Ex-Skyworks Solutions Semiconductor Engineer Sentenced to 18 Months in Federal Prison for Committing Insider Trading
LOS ANGELES – A former semiconductor engineer was sentenced today to 18 months in federal prison for committing insider trading when he obtained his publicly traded employer’s non-public financial results without authorization and then illegally used the confidential information to purchase large amounts of stock prior to the information’s release.
Yuh-Yue Chen, 53, of Taiwan, was sentenced via videoconference by United States District Judge Percy Anderson, who also ordered Chen to pay a $6,000 fine. Chen pleaded guilty on October 1 to one count of securities fraud.
Chen was an electrical engineer at Skyworks Solutions Inc., a publicly traded Woburn, Massachusetts-based semiconductor company with a branch office and design center in Irvine. During the spring and summer of 2014, Chen bought Skyworks stock and options based on confidential information not yet available to the public.

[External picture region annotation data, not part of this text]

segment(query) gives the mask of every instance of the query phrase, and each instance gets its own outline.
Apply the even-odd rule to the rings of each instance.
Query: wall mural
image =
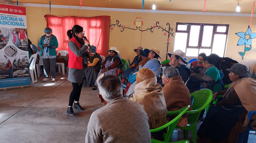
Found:
[[[114,27],[117,26],[118,28],[120,28],[120,32],[123,32],[123,31],[125,29],[131,30],[139,30],[141,32],[146,32],[150,31],[151,33],[153,33],[154,31],[156,30],[161,30],[163,33],[163,35],[165,37],[167,37],[166,39],[166,53],[168,52],[168,48],[169,47],[169,45],[170,44],[170,36],[174,37],[174,32],[172,32],[173,29],[170,27],[170,24],[169,23],[166,23],[166,25],[167,26],[166,27],[164,27],[163,25],[159,25],[160,22],[157,21],[156,23],[151,26],[151,27],[147,28],[145,30],[142,30],[142,26],[143,25],[143,21],[141,17],[136,17],[135,21],[134,22],[134,25],[136,26],[136,28],[133,28],[130,27],[127,27],[125,25],[119,24],[119,21],[116,20],[115,24],[113,24],[110,25],[110,31],[112,32],[114,30]],[[167,59],[167,55],[166,54],[166,59]]]
[[[256,33],[251,33],[251,30],[250,26],[248,26],[248,29],[245,33],[241,32],[236,34],[241,37],[238,41],[237,46],[244,46],[244,51],[239,51],[238,53],[242,56],[242,60],[244,60],[245,52],[251,49],[251,39],[256,38]]]

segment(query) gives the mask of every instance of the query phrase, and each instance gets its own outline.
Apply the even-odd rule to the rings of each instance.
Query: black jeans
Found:
[[[72,106],[74,101],[79,101],[81,90],[82,90],[82,83],[77,83],[72,82],[73,90],[69,96],[69,106]]]

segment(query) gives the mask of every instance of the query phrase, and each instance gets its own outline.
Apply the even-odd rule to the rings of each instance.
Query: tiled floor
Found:
[[[0,142],[84,142],[91,114],[103,106],[98,91],[83,87],[79,102],[86,110],[69,116],[72,84],[67,73],[56,74],[55,82],[42,81],[41,75],[30,87],[0,91]],[[182,131],[175,131],[172,141],[182,139]],[[256,143],[255,134],[248,142]]]

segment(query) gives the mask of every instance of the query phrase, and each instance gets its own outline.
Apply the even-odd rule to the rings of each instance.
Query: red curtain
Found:
[[[97,52],[105,56],[108,55],[110,16],[99,16],[92,17],[60,17],[46,15],[47,26],[52,30],[52,34],[57,37],[59,46],[56,50],[68,50],[68,30],[75,24],[80,25],[85,32],[84,36],[91,45],[97,47]]]

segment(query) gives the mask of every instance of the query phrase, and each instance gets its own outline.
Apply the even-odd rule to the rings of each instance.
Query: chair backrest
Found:
[[[60,56],[66,56],[67,58],[69,57],[69,51],[67,50],[58,50],[57,52],[57,55],[60,53]]]
[[[35,68],[35,62],[36,61],[36,58],[37,57],[37,53],[36,53],[31,55],[30,58],[29,58],[29,69],[34,69]]]
[[[103,62],[105,60],[105,56],[104,55],[100,55],[100,58],[101,58],[101,64],[103,63]]]
[[[166,135],[165,136],[164,138],[164,142],[170,142],[174,129],[178,124],[178,123],[179,122],[179,121],[180,120],[181,117],[188,109],[190,105],[188,105],[186,107],[184,107],[182,108],[177,110],[177,111],[178,111],[178,115],[176,117],[175,117],[175,118],[160,127],[154,129],[151,129],[150,132],[152,133],[158,132],[164,129],[165,129],[166,128],[167,128]]]
[[[193,124],[197,122],[201,111],[205,108],[211,102],[212,92],[208,89],[202,89],[190,94],[193,99],[192,110],[187,111],[188,124]]]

Specifically, Chen used his employee security badge to gain unauthorized access to the company’s restricted office area for the accounting and financial staff. Once inside, Chen went through the desks and work areas to find the company’s non-public earnings reports. Using this confidential information, Chen bought large amounts of Skyworks securities. Once Skyworks released its earnings reports to the public, Chen sold his Skyworks securities for a profit.
In September 2014, Chen left the United States for Taiwan five days after two Skyworks employees caught him rifling through company documents in the restricted accounting and finance office, according to court papers. Soon afterward, Skyworks fired him.
Through this insider trading scheme, Chen received more than $700,000 in illegal profit.
In a lawsuit brought by the Securities and Exchange Commission, Chen was ordered to pay a $739,959 judgment to the SEC stemming from his insider trading scheme while he was employed at Skyworks Solutions.
In March 2019, law enforcement interviewed Chen at Los Angeles International Airport, where he admitted to committing insider trading, according to court documents.
The FBI investigated this matter.
Assistant United States Attorney Jennifer L. Waier of the Santa Ana Branch Office prosecuted this case.